I started a free trial with Databricks and everything was running perfectly. The trial ended on the 28th April and I am assuming I was simply transferred to the normal premium paid plan. I last used my general cluster on the 2nd May. Since coming back from a weeks holiday, I am unable to restart my general compute cluster. I tried deleting this cluster and creating a new one. I was stuck in the state of "Finding instances for new nodes, acquiring new instances if necessary" and have been for nearly 2 hours.

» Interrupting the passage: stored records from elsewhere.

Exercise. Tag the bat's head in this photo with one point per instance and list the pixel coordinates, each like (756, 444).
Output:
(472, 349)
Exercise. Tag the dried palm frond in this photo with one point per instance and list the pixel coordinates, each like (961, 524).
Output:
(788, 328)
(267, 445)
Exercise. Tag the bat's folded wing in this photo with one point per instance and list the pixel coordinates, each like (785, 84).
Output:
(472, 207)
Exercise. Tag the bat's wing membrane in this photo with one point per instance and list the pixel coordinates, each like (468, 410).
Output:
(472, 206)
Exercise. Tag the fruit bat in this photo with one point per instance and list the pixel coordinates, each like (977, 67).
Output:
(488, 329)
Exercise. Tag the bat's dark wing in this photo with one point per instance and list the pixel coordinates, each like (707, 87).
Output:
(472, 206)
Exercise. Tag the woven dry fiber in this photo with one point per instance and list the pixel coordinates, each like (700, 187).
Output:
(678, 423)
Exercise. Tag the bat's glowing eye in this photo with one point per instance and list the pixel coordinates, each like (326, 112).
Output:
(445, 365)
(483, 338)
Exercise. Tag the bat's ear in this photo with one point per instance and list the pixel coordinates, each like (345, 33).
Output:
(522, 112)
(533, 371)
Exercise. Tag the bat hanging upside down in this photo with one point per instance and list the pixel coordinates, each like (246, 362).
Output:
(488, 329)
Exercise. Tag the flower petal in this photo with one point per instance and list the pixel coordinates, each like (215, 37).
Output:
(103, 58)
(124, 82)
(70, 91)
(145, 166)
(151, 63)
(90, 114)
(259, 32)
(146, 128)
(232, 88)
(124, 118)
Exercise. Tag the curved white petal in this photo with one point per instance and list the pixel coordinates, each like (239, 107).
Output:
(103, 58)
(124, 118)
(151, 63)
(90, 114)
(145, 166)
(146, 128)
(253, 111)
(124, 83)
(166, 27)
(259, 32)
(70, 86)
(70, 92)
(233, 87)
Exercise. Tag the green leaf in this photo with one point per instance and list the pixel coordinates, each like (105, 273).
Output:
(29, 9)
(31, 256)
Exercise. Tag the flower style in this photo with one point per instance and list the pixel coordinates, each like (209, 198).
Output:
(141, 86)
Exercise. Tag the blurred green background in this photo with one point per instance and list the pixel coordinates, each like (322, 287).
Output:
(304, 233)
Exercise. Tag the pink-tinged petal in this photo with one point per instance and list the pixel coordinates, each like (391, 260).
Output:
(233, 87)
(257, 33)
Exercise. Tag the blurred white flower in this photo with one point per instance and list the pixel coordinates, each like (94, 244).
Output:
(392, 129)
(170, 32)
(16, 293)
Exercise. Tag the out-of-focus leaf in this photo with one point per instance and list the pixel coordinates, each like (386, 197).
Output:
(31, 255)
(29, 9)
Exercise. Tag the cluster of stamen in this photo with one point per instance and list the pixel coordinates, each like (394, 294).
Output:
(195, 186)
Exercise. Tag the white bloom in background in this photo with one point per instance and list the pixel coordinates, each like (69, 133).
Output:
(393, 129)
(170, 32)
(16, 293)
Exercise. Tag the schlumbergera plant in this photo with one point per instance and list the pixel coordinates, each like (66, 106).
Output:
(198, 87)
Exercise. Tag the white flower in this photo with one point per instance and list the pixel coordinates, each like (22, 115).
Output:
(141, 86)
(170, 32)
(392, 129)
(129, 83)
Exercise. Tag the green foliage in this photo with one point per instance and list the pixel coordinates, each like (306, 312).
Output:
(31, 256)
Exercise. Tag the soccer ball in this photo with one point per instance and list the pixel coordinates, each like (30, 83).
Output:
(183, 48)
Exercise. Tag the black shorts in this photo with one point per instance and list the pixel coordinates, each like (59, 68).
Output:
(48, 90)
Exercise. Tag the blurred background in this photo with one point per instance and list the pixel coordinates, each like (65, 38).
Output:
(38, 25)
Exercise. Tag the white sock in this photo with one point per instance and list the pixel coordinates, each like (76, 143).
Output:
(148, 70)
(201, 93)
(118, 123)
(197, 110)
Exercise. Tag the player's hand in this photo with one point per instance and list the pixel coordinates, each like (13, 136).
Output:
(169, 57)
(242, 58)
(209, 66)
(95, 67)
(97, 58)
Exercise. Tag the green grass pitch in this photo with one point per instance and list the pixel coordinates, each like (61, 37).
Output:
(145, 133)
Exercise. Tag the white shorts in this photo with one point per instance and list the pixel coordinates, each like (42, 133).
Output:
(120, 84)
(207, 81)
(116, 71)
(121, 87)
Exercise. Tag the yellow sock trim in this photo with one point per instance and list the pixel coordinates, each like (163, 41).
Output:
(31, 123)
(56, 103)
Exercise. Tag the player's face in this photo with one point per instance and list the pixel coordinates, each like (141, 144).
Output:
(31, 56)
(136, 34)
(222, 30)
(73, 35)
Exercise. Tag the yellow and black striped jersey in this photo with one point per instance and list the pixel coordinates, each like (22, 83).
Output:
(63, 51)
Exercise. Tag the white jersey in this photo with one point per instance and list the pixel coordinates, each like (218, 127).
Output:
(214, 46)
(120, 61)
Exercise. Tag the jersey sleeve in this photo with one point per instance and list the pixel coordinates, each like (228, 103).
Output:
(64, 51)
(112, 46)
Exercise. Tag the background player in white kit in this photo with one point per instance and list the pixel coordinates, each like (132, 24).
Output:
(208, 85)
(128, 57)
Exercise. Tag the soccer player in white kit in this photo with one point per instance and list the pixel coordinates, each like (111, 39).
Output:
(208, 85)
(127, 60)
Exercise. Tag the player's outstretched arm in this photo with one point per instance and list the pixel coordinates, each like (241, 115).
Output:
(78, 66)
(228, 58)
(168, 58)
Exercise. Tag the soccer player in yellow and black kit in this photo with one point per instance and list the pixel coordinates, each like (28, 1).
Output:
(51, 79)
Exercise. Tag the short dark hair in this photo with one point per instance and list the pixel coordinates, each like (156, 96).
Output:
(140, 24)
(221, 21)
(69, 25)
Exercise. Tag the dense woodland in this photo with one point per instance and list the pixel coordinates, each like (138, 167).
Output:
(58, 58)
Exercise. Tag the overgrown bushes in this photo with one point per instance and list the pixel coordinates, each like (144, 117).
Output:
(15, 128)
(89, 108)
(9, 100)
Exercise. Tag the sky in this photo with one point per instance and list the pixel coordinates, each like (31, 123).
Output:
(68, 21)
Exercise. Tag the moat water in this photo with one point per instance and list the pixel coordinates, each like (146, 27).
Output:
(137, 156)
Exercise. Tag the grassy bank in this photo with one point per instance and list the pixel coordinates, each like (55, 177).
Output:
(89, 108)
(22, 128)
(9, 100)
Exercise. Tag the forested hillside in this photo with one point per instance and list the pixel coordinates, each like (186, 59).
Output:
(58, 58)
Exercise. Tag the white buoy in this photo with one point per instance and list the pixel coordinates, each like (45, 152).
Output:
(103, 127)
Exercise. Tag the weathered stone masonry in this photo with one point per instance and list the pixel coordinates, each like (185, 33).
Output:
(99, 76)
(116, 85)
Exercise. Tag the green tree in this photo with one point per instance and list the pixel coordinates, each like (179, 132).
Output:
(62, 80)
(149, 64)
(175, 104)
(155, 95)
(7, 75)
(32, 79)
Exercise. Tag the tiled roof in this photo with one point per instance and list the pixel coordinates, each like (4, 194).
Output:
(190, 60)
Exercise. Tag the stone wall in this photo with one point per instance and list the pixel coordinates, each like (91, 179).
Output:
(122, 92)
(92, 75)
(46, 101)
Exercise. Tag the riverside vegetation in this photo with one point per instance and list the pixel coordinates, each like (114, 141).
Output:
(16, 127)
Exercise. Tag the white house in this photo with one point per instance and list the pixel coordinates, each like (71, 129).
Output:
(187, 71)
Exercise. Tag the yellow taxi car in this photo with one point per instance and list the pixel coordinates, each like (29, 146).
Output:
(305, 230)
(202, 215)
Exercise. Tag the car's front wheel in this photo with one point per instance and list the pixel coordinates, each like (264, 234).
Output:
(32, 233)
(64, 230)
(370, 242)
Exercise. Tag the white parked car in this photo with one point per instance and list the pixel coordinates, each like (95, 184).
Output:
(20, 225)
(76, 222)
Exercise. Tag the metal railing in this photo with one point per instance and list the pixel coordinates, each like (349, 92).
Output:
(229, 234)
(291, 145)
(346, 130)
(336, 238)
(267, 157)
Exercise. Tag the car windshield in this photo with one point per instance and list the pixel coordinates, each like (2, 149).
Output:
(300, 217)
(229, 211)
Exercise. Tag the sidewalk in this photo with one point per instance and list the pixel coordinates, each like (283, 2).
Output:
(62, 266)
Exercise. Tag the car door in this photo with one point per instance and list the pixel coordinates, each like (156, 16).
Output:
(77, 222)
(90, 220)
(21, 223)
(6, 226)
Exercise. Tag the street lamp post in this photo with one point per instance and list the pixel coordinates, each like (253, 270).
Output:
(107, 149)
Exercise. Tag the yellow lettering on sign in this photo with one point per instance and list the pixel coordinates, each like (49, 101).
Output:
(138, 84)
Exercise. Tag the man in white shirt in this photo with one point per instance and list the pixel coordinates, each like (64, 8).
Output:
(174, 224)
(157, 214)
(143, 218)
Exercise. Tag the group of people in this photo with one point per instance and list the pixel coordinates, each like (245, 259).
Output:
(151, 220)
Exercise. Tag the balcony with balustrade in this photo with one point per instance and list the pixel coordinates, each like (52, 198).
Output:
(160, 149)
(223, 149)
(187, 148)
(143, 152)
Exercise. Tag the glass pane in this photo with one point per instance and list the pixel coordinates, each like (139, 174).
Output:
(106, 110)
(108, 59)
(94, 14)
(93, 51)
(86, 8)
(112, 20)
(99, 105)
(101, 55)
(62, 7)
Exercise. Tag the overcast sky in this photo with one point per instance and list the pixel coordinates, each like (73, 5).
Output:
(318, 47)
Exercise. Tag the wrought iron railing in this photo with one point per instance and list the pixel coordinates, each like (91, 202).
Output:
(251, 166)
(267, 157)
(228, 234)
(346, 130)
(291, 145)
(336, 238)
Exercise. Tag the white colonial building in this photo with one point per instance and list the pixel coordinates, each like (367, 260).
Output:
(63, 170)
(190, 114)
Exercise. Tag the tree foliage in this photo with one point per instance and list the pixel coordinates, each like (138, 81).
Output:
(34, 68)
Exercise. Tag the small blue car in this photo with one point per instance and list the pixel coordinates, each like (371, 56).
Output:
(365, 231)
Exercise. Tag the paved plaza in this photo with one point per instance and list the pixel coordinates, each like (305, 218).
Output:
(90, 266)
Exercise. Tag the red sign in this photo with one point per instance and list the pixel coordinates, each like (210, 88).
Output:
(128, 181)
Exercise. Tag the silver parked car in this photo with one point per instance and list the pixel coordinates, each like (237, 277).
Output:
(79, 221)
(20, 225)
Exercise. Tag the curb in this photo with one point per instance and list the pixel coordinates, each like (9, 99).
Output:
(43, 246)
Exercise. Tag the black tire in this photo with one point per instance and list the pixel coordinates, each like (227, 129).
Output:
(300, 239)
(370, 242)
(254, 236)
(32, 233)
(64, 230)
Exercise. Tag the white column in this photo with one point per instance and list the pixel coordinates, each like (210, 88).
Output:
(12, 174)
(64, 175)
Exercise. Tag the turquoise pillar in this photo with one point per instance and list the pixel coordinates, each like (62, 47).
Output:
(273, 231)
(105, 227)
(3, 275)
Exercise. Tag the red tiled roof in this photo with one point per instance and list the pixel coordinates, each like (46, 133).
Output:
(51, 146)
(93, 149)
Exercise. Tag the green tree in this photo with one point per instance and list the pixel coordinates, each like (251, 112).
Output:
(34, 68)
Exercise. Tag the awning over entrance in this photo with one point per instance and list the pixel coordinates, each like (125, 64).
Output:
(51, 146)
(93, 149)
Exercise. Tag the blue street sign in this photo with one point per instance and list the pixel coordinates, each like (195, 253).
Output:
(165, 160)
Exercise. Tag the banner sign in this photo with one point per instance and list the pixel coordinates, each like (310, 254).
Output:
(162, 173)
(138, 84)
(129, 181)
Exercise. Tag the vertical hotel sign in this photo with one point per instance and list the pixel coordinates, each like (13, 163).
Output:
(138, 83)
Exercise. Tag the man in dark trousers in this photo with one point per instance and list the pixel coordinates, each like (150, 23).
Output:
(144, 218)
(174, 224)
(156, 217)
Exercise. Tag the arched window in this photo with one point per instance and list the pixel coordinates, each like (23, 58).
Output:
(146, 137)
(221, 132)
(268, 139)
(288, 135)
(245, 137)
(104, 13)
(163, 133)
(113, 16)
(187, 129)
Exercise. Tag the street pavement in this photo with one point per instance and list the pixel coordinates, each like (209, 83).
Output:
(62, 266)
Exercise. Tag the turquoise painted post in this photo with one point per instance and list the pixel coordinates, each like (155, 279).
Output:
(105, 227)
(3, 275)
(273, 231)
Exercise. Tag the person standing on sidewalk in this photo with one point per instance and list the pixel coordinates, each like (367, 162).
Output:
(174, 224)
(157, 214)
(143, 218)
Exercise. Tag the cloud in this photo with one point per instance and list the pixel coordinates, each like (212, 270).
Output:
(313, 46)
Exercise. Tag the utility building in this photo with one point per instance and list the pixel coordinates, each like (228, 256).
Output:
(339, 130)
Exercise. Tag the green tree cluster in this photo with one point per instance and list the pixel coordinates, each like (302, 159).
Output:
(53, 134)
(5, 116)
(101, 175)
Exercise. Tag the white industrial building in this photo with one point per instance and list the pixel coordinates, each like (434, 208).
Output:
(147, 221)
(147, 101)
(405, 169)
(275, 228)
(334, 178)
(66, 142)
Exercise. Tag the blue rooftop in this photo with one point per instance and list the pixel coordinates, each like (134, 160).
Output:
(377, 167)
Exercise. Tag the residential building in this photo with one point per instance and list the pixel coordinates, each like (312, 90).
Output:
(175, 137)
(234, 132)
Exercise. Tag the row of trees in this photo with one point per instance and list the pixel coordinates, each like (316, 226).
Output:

I currently have below the required minimum quota on GCP for n2_cpus. I have 24, and have requested an increase to 50 which my google sales rep should be handling for me.
Interestingly I noticed on my GCP logs explorer, that my GKE cluster was deleted using the following request on the 7th May:
requestMetadata: { callerIp: "gce-internal-ip" callerSuppliedUserAgent: "databricks-api/1.0 Google-API-Java-Client/1.34.0 Google-HTTP-Java-Client/1.42.3 (gzip),gzip(gfe)" destinationAttributes: { } requestAttributes: { auth: {0} time: "2023-05-07T17:06:09.891630201Z" }}
With the subsequent notification in my logs:
"google.container.v1.ClusterManager.DeleteCluster"
I believe this is the reason I can no longer start or create clusters in databricks. How is it possible that this GKE was deleted? It certainly did not come from us internally. I am thinking of creating a new workspace, but I also worry the same thing will happen again causing a loss of data.
UPDATE
Upon looking closer at the logs, the deletion of the GKE was triggered by my databricks service account. This means the deletion came from databricks itself. Does anyone know why or how this might have happened? My workspace on databricks has not been deleted.
ANOTHER UPDATE
This is actually normal behaviour. Databricks deletes the GKE after 5 days of inactivity to reduce costs. Normally though, databricks will recreate the GKE when a cluster is spun up again on the databricks side. For some reason, whenever I try to start a compute cluster on databricks I get many error messages from GKE in logs explorer. Specifically the databricks service account is using this method:
"google.container.v1.ClusterManager.CreateCluster"
Yet, every time this triggers an "internal error" warning. This seems strange since I had no issues creating the GKE when I first created my Databricks workspace.